Il s'agit ici d'un recueil de 200 dessins tirés de l'hebdomadaire satirique américain "The New-Yorker", traduits
et présentés par Jean-Louis Chiflet (une version plus exhaustive a été publiée dans une autre collection).
"La France et les Français" est un surtitre trompeur, car sont caricaturés ici tout autant, si ce n'est plus que les Français, les touristes américains. Comme le touriste est, par définition, un type plein de préjugés, cela permet de faire le tour des clichés sur ces deux nations, leurs ressortissants et ce qui les oppose.
Du point de vue américain, les Français sont incroyablement minces, bourrus (pour ne pas dire hostiles), contents d'eux-mêmes, futiles (partagés entre leur passion pour la mode et leur passion pour la gastronomie), légèrement arriérés et surtout dotés des services de taxi les moins bien conçus du monde.

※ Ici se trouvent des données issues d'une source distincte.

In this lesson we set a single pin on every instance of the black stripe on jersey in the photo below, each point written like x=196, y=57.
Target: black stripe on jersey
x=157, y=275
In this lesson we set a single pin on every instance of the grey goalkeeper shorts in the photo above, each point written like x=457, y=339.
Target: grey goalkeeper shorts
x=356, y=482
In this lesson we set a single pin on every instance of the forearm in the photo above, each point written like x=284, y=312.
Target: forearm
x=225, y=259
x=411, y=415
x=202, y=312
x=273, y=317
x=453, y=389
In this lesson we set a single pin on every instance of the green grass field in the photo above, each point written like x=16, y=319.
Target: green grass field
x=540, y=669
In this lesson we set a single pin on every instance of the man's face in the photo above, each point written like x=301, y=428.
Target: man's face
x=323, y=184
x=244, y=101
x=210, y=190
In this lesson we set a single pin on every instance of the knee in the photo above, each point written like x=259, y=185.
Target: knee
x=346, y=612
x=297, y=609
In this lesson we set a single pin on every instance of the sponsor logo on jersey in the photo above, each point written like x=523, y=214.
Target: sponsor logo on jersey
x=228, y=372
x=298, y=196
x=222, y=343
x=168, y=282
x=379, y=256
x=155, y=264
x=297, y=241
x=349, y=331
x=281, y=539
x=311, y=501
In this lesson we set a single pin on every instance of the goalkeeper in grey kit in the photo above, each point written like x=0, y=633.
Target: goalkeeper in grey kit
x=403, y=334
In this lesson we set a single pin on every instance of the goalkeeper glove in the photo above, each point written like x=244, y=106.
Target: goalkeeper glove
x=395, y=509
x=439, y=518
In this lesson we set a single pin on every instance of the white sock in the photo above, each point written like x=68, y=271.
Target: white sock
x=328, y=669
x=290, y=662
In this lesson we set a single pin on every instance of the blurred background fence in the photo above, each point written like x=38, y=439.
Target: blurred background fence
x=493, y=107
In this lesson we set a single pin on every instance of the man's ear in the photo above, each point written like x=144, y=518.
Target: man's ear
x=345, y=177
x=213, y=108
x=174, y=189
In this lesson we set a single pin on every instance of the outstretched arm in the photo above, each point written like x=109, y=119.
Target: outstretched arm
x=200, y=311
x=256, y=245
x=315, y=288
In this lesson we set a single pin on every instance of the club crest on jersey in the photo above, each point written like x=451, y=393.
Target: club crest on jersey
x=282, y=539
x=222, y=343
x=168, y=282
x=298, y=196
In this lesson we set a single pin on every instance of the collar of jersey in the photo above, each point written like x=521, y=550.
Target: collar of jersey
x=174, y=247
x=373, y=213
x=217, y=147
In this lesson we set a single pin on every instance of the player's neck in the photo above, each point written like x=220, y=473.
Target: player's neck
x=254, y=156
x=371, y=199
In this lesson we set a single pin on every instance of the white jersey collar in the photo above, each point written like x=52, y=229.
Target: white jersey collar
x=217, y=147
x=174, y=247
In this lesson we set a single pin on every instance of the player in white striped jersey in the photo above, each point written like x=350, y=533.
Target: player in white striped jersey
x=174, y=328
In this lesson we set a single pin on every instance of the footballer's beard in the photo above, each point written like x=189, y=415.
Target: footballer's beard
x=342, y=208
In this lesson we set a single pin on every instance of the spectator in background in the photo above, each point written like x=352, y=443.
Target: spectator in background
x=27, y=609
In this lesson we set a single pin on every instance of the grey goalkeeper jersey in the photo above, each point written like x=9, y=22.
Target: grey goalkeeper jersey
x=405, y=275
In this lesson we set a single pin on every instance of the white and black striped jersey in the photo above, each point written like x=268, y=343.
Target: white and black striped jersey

Quant aux Américains ils ont tendance à croire que le monde vient de naître comme les Etats-Unis, à être plutôt pudibonds (le dévergondage à la française est une véritable attraction touristique), et à se délecter du nom des vins et leurs consonances plutôt que de leur substance. Il est vrai que ces Américains ne sont pas représentatifs, puisque ce ne sont là que des touristes new-yorkais plutôt aisés.
La fresque est chronologique puisque les dessins sont classés par dates, en partant d'une tranche 1925-1939, jusqu'à la période 1967-2006. Cela permet de mesurer la répercussion de certains événements politiques importants, quoi que les dessinateurs du "New-Yorker" s'y intéressent peu, préférant faire des observations psychologiques. On note tout de même l'indication de "l'ingratitude" des Français après la Libération, qui surprend les Américains.
Dans l'ensemble on reste dans un registre léger ; la tâche des humoristes du "New-Yorker" est de faire sourire le lecteur, si possible subtilement ; on est loin de l'intention provocatrice, voire subversive, de certains caricaturistes ou titres de presse européens. On se souvient que le caricaturiste Tomi Ungerer, après un début de carrière prometteur à New York, se mit à dos l'intelligentsia new-yorkaise en publiant des dessins au vitriol, montrant les New-yorkais sous un jour peu favorable.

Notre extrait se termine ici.